No unacceptable toxicological effects are expected when compounds of the invention are administered in accordance with the present invention.

In addition, the combinations of the present invention can be co-administered with further active ingredients, such as other compounds known to treat viral diseases, particularly hepatitis C, or compounds known to have utility when used in combination with a TPO receptor agonist, suitably a non-peptide TPO receptor agonist, or an antiviral therapy selected from: an alpha interferon, ribavirin, a ribavirin analog and an HCV antiviral.

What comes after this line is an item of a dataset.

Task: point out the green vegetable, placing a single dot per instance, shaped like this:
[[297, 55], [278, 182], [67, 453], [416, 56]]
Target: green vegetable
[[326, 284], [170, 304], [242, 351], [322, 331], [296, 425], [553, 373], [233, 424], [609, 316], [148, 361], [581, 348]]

Without further elaboration, it is believed that one skilled in the art can, using the preceding description, utilize the present invention to its fullest extent. The following Examples are, therefore, to be construed as merely illustrative and not a limitation of the scope of the present invention in any way.

EXPERIMENTAL DETAILS

Example 1

Capsule Composition

An oral dosage form for administering the present invention is produced by filing a standard two piece hard gelatin capsule with the ingredients in the proportions shown in Table I, below.

TABLE I
INGREDIENTSAMOUNTS
3′-{N′-[1-(3,4-Dimethylphenyl)-3-methyl-5-oxo-1,5-25 mg
dihydropyrazol-4-ylidene]hydrazino}-2′-hydroxybiphenyl-3-
carboxylic acid bis-(monoethanolamine)
Lactose55 mg
Talc16 mg
Magnesium Stearate 4 mg

Example 2

Injectable Parenteral Composition

An injectable form for administering the present invention is produced by stirring 1.5% by weight of 3′-{N′-[1-(3,4-Dimethylphenyl)-3-methyl-5-oxo-1,5-dihydropyrazol-4-ylidene]hydrazino}-2′-hydroxybiphenyl-3-carboxylic acid bis-(monoethanolamine) in 10% by volume propylene glycol in water.

Example 3

Tablet Composition

The sucrose, calcium sulfate dihydrate and a non-peptide TPO agonist, as shown in Table II below, are mixed and granulated in the proportions shown with a 10% gelatin solution. The wet granules are screened, dried, mixed with the starch, talc and stearic acid, then screened and compressed into a tablet.

TABLE II
INGREDIENTSAMOUNTS
3′-{N′-[1-(3,4-Dimethylphenyl)-3-methyl-5-oxo-1,5-20 mg 
dihydropyrazol-4-ylidene]hydrazino}-2′-hydroxybiphenyl-3-
carboxylic acid bis-(monoethanolamine)
calcium sulfate dihydrate30 mg 
sucrose4 mg
starch2 mg
talc1 mg
stearic acid0.5 mg  

While the preferred embodiments of the invention are illustrated by the above, it is to be understood that the invention is not limited to the precise instructions herein disclosed and that the right to all modifications coming within the scope of the following claims is reserved.